Let's say there are 600 games in an NBA season, and a competition among individuals to correctly forecast the winners of the games. The forecasts are not expressed probabilistically but simply in terms of raw outcomes (e.g. "Bulls will beat Spurs in Round 1").
Person A forecasts the winner in 450 games (75% correct), while Person B forecasts the winner in 400 (66% correct).
I'm interested in placing some kind of confidence interval around that 450, with a view to quantifying the distinction between Person A and Person B and establishing whether we have good grounds for saying Person A is more skilled than Person B (and Person C, and others not mentioned), or merely more lucky. I'm ultimately interested in putting all the people on a chart with some sort of confidence interval (or maybe credible interval) around each person.
I'm unsure how to proceed in relation to this. However, I will briefly explain an answer that occurred to me, after I found the search term binomial proportion confidence interval. As I understand from that Wikipedia page and from another answer, the normal approximation CI for a proportion is
$\hat{p} \pm z \times \sqrt \frac{\hat{p}(1-\hat{p})}{n}$
So, I thought the right way forward might be to go
$0.75 \pm 1.96 \times \sqrt \frac{0.75(1-0.75)}{600}$
$= 0.75 \pm 1.96 \times \sqrt \frac{0.1875}{600}$
$= 0.75 \pm 1.96 \times \sqrt {0.0003125}$
$= 0.75 \pm 1.96 \times 0.0177$
$= 0.75 \pm 0.034692$
Thus meaning we can place a confidence interval (0.715308, 0.784692) around Person A's proportion correct, which was 0.75. This confidence interval excludes Person B's proportion correct, which was 0.66.
Then we could scale things up to the sum correct by multiplying by 600, thus getting a confidence interval (429.1848,470.8152) around Person A's raw score of 450.

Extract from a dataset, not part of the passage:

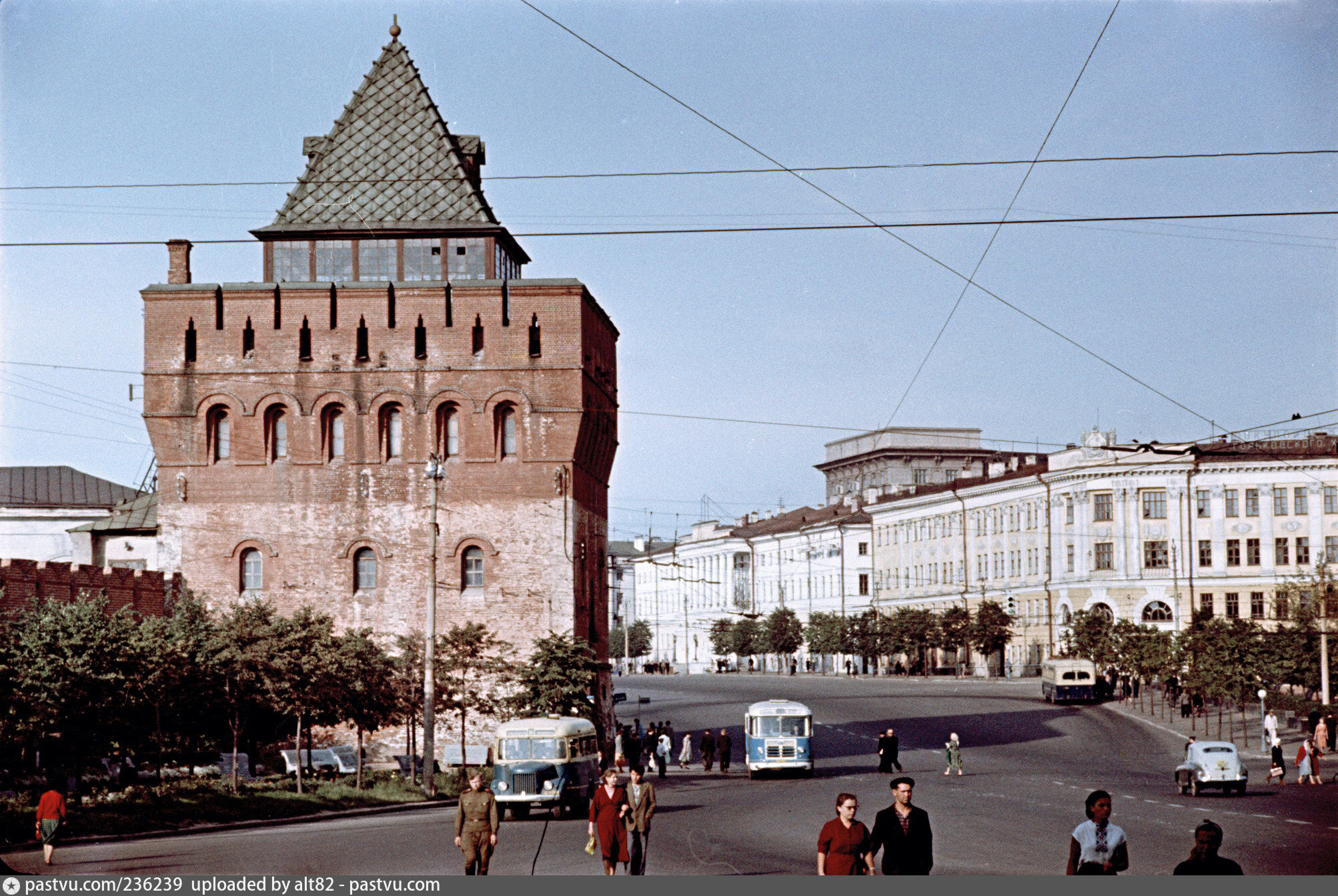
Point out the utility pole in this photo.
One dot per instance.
(435, 473)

Is this a sensible way to proceed? Should I be approaching the issue using bootstrapping, or using some other method?
There's a further potential complication which is that Person A and Person B (and others) have been playing this game for many years, and thus I've accumulated yearly totals for them that span across multiple years. I'm unsure if I should be considering some sort of 'rolling' confidence interval over the years, or treating each year as separate.